Lors des débats en première lecture à l’Assemblée nationale, un montant de 35 millions d’euros en autorisations d’engagement et en crédits de paiement a été transféré du programme 110 vers le programme 209 au sein de la mission « Aide publique au développement », dans un contexte d’inquiétude sur le financement de la lutte contre l’épidémie Ebola, et sur la base d’une analyse alors incomplète des incidences de ce changement de répartition.
La préoccupation des députés était d’accroître la part des dons par rapport à celles des prêts. Or cet objectif ne peut pas être atteint aujourd’hui. Pire, sa mise en œuvre déstabilisera notre dispositif d’aide, et ce pour quatre raisons.
Premièrement, il est juridiquement impossible de dégager 35 millions d’euros sur l’enveloppe de bonifications par l’État de prêts accordés par l’AFD. En effet, ces bonifications couvrent exclusivement des engagements antérieurs, à 98 % des montants, pour lesquels l’AFD est juridiquement engagée avec les pays bénéficiaires. Ces crédits de paiement ne peuvent donc pas être diminués, sauf à renégocier avec chacun des pays concernés les contrats engagés, ce qui est pour le moins délicat.
Deuxièmement, les seuls crédits qui seraient alors directement mobilisables pour financer un tel mouvement sont ceux qui portent sur les aides budgétaires globales en faveur de l’Afrique subsaharienne, c’est-à-dire des dons, et non pas des prêts. Or ces dons sont actuellement accordés aux pays les plus pauvres, comme le Mali et le Niger. Ils passeraient ainsi de 50 millions d’euros à 15 millions d’euros. L’application de la mesure votée en première lecture à l’Assemblée nationale aurait donc des conséquences très sérieuses, contraires aux objectifs et à l’esprit du débat que nous avons eu à l’Assemblée nationale.
Troisièmement, et ce serait une autre conséquence non négligeable, une diminution des seules autorisations d’engagement se traduirait par une baisse de l’aide publique au développement de la France de l’ordre de 400 millions d’euros !

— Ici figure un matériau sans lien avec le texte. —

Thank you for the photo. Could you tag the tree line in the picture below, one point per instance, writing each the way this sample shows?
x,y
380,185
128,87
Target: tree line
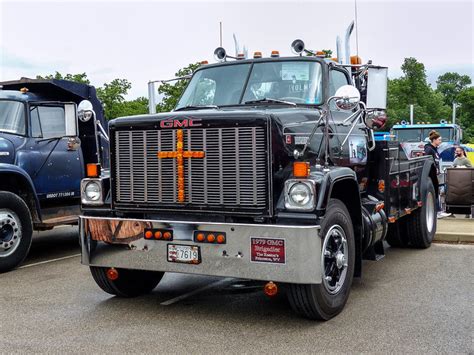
x,y
430,105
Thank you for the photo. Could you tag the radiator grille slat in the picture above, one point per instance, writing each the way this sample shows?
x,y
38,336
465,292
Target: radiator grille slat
x,y
233,173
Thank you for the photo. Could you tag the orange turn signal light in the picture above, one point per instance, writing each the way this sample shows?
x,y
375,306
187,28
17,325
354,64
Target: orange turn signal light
x,y
270,289
112,274
301,169
93,170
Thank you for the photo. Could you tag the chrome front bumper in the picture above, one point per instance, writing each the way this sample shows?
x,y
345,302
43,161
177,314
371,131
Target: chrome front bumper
x,y
301,261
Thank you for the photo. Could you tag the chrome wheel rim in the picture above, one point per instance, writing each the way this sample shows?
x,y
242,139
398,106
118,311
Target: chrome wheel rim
x,y
334,259
10,233
430,211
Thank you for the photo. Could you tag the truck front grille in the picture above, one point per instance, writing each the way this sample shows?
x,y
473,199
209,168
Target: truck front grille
x,y
233,175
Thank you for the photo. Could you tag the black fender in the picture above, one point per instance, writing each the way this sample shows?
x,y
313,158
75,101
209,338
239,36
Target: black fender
x,y
429,171
17,180
341,183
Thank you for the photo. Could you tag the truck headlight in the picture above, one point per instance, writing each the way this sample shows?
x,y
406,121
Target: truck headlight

Les prêts accordés par l’AFD exercent un fort effet de levier sur le calcul de notre aide publique au développement. Cette baisse de subvention touchera en priorité les pays qui bénéficient de bonifications, et donc d’un coût état des prêts. Comme vous le savez, ces pays se situent à 85 % sur le continent africain. Au demeurant, cela correspond à l’engagement que nous avons pris lors du comité interministériel de la coopération internationale et du développement.
Quatrièmement, depuis la lecture à l’Assemblée nationale et dans le cadre de la fin de gestion 2014, le Gouvernement, prenant en compte vos préoccupations liées à la grave crise ouverte par le virus Ebola, a dégagé une première enveloppe de 30 millions d’euros, notamment pour mettre sur pied le centre de traitement des malades que je suis allée inaugurer à Macenta en Guinée forestière voilà deux semaines.
De même, en 2015, comme je vous l’ai indiqué tout à l’heure, une autre enveloppe de 40 millions d’euros a été dégagée par le Gouvernement et approuvée par l’Assemblée nationale pour assurer le fonctionnement de ce type de centre et la réussite du plan de riposte que nous avons mis en route.
Ainsi, parce que le Gouvernement est déterminé à apporter une réponse forte et rapide à la crise due au virus, nous avons déjà mobilisé l’ensemble des crédits nécessaires à cette riposte, soit plus de 100 millions d’euros aujourd’hui.
Ce n’est pas que je n’aimerais pas obtenir plus de crédits pour ce programme – j’en serais au contraire ravie –, mais la mise en œuvre de la décision prise par l’Assemblée nationale aurait des effets contre-productifs. Le Gouvernement vous propose donc d’y revenir.